You need some TeX style files if you want to take the TeX output exported by Maple and include it in your TeX documents. This will be in HW 2 (probably) but for anyone who wants to experiment right now this is a gzipped tar file containing the relevant style files. Unpack it in your TeX directory.

People who use Microsoft Windows at home have encountered a problem previewing their TeX output when they are logged in remotely to Andrew Unix machines. This is because the previewer program xdvi is am X-Windows application and Microsoft Windows does not play nicely with X. There are various options for solving this problem.
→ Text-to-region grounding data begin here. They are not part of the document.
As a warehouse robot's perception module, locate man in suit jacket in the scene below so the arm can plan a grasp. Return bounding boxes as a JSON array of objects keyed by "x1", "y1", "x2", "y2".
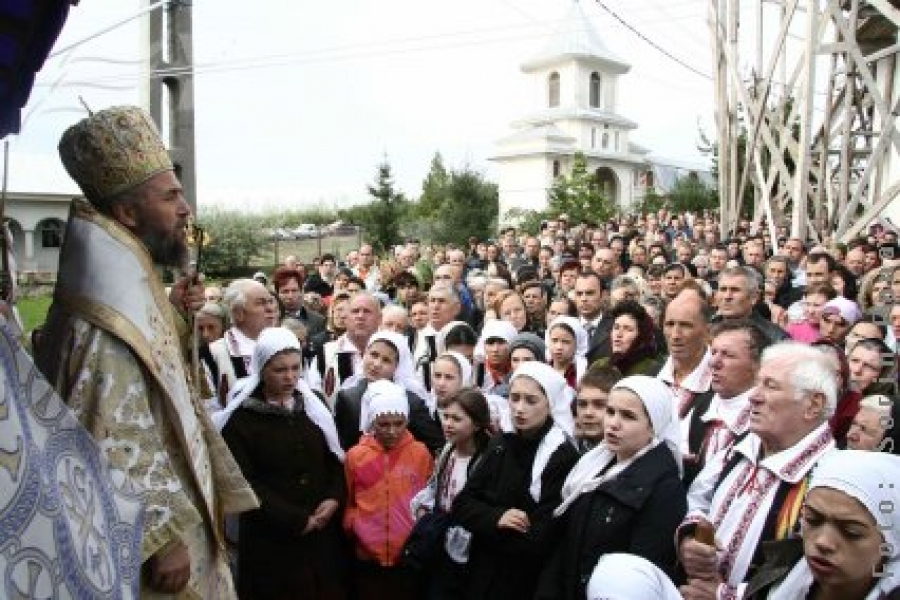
[{"x1": 575, "y1": 271, "x2": 612, "y2": 364}]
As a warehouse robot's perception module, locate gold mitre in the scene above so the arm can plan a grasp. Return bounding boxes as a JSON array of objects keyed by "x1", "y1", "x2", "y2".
[{"x1": 59, "y1": 106, "x2": 174, "y2": 202}]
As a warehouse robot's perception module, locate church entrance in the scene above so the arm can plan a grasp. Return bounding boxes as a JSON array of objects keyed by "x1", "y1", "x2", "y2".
[{"x1": 594, "y1": 167, "x2": 620, "y2": 206}]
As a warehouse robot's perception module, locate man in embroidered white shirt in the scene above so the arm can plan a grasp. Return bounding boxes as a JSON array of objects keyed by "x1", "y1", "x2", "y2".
[
  {"x1": 676, "y1": 342, "x2": 838, "y2": 600},
  {"x1": 306, "y1": 292, "x2": 381, "y2": 406},
  {"x1": 684, "y1": 319, "x2": 769, "y2": 486},
  {"x1": 657, "y1": 288, "x2": 712, "y2": 454},
  {"x1": 351, "y1": 244, "x2": 381, "y2": 292},
  {"x1": 204, "y1": 279, "x2": 272, "y2": 407}
]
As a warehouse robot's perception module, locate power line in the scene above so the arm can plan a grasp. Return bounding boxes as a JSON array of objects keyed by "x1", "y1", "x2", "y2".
[
  {"x1": 48, "y1": 0, "x2": 167, "y2": 58},
  {"x1": 595, "y1": 0, "x2": 713, "y2": 81}
]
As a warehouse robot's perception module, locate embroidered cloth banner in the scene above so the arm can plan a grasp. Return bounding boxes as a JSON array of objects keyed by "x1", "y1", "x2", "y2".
[{"x1": 0, "y1": 317, "x2": 143, "y2": 600}]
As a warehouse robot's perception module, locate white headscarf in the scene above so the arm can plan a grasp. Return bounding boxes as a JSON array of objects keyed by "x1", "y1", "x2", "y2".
[
  {"x1": 509, "y1": 360, "x2": 575, "y2": 502},
  {"x1": 212, "y1": 327, "x2": 344, "y2": 461},
  {"x1": 435, "y1": 321, "x2": 472, "y2": 355},
  {"x1": 553, "y1": 375, "x2": 682, "y2": 517},
  {"x1": 438, "y1": 350, "x2": 472, "y2": 387},
  {"x1": 544, "y1": 315, "x2": 591, "y2": 360},
  {"x1": 341, "y1": 329, "x2": 429, "y2": 400},
  {"x1": 474, "y1": 319, "x2": 519, "y2": 360},
  {"x1": 769, "y1": 450, "x2": 900, "y2": 600},
  {"x1": 587, "y1": 553, "x2": 681, "y2": 600},
  {"x1": 359, "y1": 379, "x2": 409, "y2": 431}
]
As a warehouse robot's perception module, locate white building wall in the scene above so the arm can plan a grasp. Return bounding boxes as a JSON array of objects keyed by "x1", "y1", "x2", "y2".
[{"x1": 498, "y1": 156, "x2": 552, "y2": 223}]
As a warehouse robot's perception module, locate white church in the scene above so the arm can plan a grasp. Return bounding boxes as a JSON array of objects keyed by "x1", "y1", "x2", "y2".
[{"x1": 491, "y1": 0, "x2": 705, "y2": 223}]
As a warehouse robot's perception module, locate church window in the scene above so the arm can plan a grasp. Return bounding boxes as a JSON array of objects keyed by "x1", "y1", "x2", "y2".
[
  {"x1": 38, "y1": 219, "x2": 63, "y2": 248},
  {"x1": 590, "y1": 71, "x2": 600, "y2": 108},
  {"x1": 548, "y1": 71, "x2": 559, "y2": 108}
]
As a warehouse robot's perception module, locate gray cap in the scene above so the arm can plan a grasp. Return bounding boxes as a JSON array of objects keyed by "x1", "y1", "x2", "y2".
[{"x1": 509, "y1": 332, "x2": 547, "y2": 362}]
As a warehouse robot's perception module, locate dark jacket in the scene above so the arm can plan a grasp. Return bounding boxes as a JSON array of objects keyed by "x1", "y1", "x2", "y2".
[
  {"x1": 775, "y1": 277, "x2": 803, "y2": 310},
  {"x1": 453, "y1": 420, "x2": 578, "y2": 600},
  {"x1": 334, "y1": 379, "x2": 445, "y2": 456},
  {"x1": 587, "y1": 312, "x2": 614, "y2": 364},
  {"x1": 303, "y1": 273, "x2": 334, "y2": 298},
  {"x1": 535, "y1": 444, "x2": 687, "y2": 600},
  {"x1": 284, "y1": 305, "x2": 325, "y2": 340},
  {"x1": 713, "y1": 308, "x2": 791, "y2": 344},
  {"x1": 222, "y1": 397, "x2": 346, "y2": 599},
  {"x1": 682, "y1": 390, "x2": 716, "y2": 488}
]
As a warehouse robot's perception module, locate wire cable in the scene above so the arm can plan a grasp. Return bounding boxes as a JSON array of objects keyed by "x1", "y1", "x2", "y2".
[
  {"x1": 47, "y1": 0, "x2": 168, "y2": 60},
  {"x1": 594, "y1": 0, "x2": 713, "y2": 81}
]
  1. Go to a cluster with Unix machines, or install Linux.
  2. Install an X-Windows server on your Microsoft Windows machine, then you will be able to use any X application on any remote machine (if you use SSH, make sure to to turn on X forwarding). You can find a free X-Windows server for Microsoft Windows here.
  3. Install TeX on your Microsoft Windows machine and do all of your TeX activity locally. A free version of TeX for Microsoft Windows can be found here.
  4. Please let me know if you encounter any problems with options 2) or 3).